How learning efficiently applies to alignment research
As we are trying to optimize for actually solving the problem, we should not fall into the trap of learning just to learn. We should instead focus on learning efficiently with respect to how it helps us generate insights that lead to a solution for alignment. This is also the framing we should have in mind when we are building tools for augmenting alignment researchers.
With the above in mind, I expect that part of the value of learning efficiently involves some of the following:
Efficient learning involves being hyper-focused on identifying the core concepts and how they all relate to one another. This mode of approaching things seems like it helps us attack the core of alignment much more directly and bypasses months/years of working on things that are only tangential.
Developing a foundation of a field seems key to generating useful insights. The goal is not to learn everything but to build a foundation that allows you to bypass spending way too much time tackling sub-optimal sub-problems or dead-ends for way too long. Part of the foundation-building process should reduce the time it shapes you into an exceptional alignment researcher rather than a knower-of-things.
As John Wentworth says with respect to the Game Tree of Alignment: “The main reason for this exercise is that (according to me) most newcomers to alignment waste years on tackling not-very-high-value sub-problems or dead-end strategies.”
Lastly, many great innovations have not come from unique original ideas. There’s an iterative process passed amongst researchers and it seems often the case that the greatest ideas come from simply merging ideas that were already lying around. Learning efficiently (and storing those learnings for later use) allows you to increase the number of ideas you can merge together. If you want to do that efficiently, you need to improve your ability to identify which ideas are worth storing in your mental warehouse to use for a future merging of ideas.
My model of (my) learning is that if the goal is sufficiently far, learning directly towards the goal is goodharting a likely wrong metric.
The only method which worked for me for very distant goals is following my curiosity and continuously internalizing new info, such that the curiosity is well informed about current state and the goal.
Curiosity is certainly a powerful tool for learning! I think any learning system which isn’t taking advantage of it is sub-optimal.
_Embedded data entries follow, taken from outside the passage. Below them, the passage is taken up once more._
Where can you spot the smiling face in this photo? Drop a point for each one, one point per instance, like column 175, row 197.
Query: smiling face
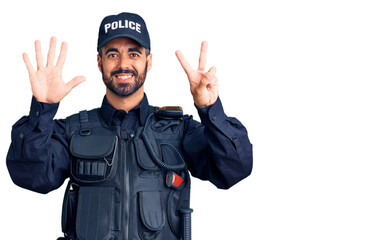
column 124, row 65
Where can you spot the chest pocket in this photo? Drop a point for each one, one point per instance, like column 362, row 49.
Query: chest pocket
column 95, row 157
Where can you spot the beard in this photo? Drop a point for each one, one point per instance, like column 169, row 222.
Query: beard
column 125, row 89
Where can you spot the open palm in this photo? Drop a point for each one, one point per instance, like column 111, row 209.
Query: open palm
column 46, row 82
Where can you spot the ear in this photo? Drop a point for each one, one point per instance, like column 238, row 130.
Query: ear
column 149, row 62
column 99, row 59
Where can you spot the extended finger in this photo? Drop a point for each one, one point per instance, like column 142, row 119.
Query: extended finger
column 63, row 54
column 28, row 64
column 52, row 51
column 38, row 54
column 185, row 65
column 202, row 60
Learning should be guided by curiosity.
The thing is, sometimes we need to learn things we aren’t so curious about. One insight I Iearned from studying learning is that you can do specific things to make yourself more curious about a given thing and harness the power that comes with curiosity.
Ultimately, what this looks like is to write down questions about the topic and use them to guide your curious learning process. It seems that this is how efficient top students end up learning things deeply in a shorter amount of time. Even for material they care little about, they are able to make themselves curious and be propelled forward by that.
That said, my guess is that goodharting the wrong metric can definitely be an issue, but I’m not convinced that relying on what makes you naturally curious is the optimal strategy for solving alignment. Either way, it’s something to think about!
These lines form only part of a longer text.